What this tab checks
The Authority tab looks at the machine-readable signals on the page that help AI systems classify, trust, and attribute it. These are signals that humans usually cannot see directly — structured data in JSON-LD format, metadata in the <head>, and structural indicators of page type and credibility.
This tab does not measure backlinks, domain authority, or brand reputation. Those are traditional SEO signals. This tab specifically measures whether the page’s own markup gives AI systems enough context to use it confidently.
Why it matters
Once a page is reachable and its content is visible, AI systems still need reasons to treat it as a trustworthy source worth summarising or citing. A page with thin or missing structured data is harder to attribute — the system may not know who wrote it, when it was published, what organisation it belongs to, or what type of page it is.

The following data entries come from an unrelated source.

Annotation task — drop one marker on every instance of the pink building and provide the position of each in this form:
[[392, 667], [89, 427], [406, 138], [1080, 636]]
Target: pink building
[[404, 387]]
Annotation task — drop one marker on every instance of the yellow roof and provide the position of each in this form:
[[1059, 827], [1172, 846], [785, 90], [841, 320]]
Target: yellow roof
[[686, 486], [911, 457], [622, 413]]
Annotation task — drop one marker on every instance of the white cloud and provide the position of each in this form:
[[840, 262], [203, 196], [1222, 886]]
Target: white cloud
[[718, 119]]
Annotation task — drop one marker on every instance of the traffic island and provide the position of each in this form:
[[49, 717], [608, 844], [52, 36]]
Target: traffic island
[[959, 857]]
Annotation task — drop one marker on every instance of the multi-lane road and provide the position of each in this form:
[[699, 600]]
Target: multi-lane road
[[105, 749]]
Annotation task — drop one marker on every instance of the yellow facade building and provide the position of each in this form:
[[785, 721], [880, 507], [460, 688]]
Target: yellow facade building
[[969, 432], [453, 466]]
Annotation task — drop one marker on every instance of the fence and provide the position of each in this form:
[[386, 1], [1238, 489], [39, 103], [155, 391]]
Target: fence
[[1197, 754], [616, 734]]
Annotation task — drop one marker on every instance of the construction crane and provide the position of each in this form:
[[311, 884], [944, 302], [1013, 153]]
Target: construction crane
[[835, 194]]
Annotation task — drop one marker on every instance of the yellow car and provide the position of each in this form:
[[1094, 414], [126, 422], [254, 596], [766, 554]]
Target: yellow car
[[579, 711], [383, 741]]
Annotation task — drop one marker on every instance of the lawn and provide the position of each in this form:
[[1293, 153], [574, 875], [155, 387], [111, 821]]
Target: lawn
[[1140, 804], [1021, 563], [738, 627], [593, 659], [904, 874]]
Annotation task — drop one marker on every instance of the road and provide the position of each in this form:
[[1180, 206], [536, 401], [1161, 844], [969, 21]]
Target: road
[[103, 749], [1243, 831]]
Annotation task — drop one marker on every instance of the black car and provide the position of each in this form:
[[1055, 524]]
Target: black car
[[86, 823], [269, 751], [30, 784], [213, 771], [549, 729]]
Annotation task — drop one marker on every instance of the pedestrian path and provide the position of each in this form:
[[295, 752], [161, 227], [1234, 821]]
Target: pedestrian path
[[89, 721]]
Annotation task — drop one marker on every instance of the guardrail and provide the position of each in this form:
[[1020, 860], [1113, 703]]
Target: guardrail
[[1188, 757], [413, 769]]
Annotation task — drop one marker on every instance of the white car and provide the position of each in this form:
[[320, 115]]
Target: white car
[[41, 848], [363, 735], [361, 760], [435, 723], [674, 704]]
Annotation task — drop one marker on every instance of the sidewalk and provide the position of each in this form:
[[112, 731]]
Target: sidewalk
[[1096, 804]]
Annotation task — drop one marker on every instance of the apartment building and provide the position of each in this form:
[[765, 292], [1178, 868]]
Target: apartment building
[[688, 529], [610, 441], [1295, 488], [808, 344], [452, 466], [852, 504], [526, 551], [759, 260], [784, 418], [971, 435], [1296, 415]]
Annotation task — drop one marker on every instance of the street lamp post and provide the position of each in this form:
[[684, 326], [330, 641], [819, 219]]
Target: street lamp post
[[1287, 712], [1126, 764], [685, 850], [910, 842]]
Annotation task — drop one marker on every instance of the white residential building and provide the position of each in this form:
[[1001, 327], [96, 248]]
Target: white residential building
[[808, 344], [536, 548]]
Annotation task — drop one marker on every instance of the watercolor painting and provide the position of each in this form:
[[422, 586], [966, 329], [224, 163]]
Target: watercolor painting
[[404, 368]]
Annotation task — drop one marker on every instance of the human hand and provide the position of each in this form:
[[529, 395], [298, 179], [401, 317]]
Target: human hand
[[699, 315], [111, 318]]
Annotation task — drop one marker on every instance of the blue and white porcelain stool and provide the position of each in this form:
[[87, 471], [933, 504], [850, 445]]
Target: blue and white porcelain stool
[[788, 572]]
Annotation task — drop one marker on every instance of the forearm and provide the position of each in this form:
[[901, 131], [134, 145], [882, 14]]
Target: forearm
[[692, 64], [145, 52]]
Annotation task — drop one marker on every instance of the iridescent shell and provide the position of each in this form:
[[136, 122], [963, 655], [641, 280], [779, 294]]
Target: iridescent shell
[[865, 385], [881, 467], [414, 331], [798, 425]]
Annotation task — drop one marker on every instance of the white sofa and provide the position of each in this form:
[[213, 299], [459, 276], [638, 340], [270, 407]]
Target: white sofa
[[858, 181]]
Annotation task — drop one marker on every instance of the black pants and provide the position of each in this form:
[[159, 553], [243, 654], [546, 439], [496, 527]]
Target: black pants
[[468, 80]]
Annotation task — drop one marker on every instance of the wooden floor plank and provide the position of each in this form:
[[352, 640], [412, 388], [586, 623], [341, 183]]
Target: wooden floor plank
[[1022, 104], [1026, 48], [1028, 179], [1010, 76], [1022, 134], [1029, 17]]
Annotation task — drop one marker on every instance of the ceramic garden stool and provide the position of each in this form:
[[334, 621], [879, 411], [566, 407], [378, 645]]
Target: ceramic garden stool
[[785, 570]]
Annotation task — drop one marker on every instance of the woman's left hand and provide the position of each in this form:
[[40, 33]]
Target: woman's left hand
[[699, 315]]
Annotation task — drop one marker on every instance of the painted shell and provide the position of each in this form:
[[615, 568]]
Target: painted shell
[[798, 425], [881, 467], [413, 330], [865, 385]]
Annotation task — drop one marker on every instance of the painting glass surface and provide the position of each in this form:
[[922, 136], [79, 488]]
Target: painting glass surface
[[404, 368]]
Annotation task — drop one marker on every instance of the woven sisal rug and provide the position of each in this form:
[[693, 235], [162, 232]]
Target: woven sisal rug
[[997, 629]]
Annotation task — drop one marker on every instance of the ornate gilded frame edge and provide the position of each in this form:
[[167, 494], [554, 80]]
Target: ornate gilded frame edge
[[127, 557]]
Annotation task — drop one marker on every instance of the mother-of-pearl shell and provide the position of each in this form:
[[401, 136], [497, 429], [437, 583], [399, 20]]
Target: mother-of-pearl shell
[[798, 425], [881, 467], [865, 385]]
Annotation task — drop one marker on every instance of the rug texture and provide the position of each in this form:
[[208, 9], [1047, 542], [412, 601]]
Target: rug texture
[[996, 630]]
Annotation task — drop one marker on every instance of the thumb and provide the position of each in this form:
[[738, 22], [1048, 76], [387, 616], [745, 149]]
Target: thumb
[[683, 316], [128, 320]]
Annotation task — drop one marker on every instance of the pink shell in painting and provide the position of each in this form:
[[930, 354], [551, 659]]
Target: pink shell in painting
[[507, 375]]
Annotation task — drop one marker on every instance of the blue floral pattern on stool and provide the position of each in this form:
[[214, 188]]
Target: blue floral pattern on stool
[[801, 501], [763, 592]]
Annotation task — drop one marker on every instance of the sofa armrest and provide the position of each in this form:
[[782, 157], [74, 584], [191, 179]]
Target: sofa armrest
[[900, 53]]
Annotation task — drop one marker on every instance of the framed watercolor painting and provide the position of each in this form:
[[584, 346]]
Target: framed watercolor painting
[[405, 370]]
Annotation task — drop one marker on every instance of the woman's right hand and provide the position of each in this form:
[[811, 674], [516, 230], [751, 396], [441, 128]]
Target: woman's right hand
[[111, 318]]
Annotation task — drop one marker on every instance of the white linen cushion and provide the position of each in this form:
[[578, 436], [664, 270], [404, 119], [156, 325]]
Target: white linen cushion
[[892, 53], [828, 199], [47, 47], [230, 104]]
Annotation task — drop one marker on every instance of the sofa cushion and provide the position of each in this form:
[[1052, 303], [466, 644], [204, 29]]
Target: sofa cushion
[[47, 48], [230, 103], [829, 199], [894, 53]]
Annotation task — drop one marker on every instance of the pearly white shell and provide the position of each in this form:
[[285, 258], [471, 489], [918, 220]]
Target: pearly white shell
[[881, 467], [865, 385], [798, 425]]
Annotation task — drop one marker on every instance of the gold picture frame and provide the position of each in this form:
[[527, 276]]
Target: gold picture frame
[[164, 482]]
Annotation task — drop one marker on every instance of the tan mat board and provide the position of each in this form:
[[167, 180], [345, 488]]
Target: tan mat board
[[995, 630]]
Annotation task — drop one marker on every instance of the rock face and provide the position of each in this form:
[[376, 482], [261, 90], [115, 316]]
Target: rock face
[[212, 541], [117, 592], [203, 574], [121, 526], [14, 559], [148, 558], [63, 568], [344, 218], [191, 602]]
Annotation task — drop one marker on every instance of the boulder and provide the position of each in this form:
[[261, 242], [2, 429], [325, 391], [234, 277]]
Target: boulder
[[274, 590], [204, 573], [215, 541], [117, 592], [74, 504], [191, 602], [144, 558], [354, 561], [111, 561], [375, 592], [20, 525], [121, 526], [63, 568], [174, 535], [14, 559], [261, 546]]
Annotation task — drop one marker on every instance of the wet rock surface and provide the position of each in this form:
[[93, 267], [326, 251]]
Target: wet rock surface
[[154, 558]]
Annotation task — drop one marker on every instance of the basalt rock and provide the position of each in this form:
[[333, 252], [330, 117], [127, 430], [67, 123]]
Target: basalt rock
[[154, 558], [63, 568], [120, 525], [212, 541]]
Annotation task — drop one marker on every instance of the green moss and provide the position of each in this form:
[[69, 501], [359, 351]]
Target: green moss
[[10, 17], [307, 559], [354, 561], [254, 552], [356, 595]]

Weak authority signals do not always block retrieval, but they can reduce how confidently a page gets used. A page that clearly identifies itself as an article with a known author and publication date is easier to cite than one that looks like a generic content block.
How to read the results
The tab shows checks grouped into two tiers:
Required — These are foundational signals. A failure here means the page is missing something that most credible pages include. Examples: Organisation schema, a detectable page type, a canonical URL.
Supporting — These are additional signals that strengthen authority. A pass here is a positive signal, but a failure is less urgent. Examples: Article schema, FAQ schema, author metadata, Breadcrumb schema, publish and update dates.
Each check shows a pass, fail, or partial result along with a brief explanation of what was found (or not found).
Common issues and what to do
No structured data detected The page has no JSON-LD or other machine-readable schema markup. Adding Organisation schema is a good starting point for most sites. For articles or blog posts, add Article or BlogPosting schema. For product pages, add Product schema.
Page type could not be detected BeSeenByAI attempts to classify the page (article, product, FAQ, landing page, etc.) based on its content and structure. If the classification fails or looks wrong, it can distort the rest of the authority score. Check whether the page has clear signals about what type of content it is.
Missing author metadata
For articles and blog posts, author information helps AI systems attribute the content. Add an author field in your Article JSON-LD, or use rel="author" markup.
Missing publish or update dates
Dates matter for freshness signals. Add datePublished and dateModified to your Article schema.
Breadcrumb schema missing Breadcrumbs help AI systems understand where a page sits in the site hierarchy. They are especially useful for product and category pages.
Fix required checks first
If a Required check is failing, address that before polishing the Supporting items. A missing Organisation schema is more impactful to fix than adding FAQ schema on a page that already has solid foundational signals.
What this tab does not check
Authority checks are structural and directional. They are not a ranking predictor and do not measure the actual quality, accuracy, or completeness of your content. Strong authority signals only matter after Crawlability and Content Visibility are healthy.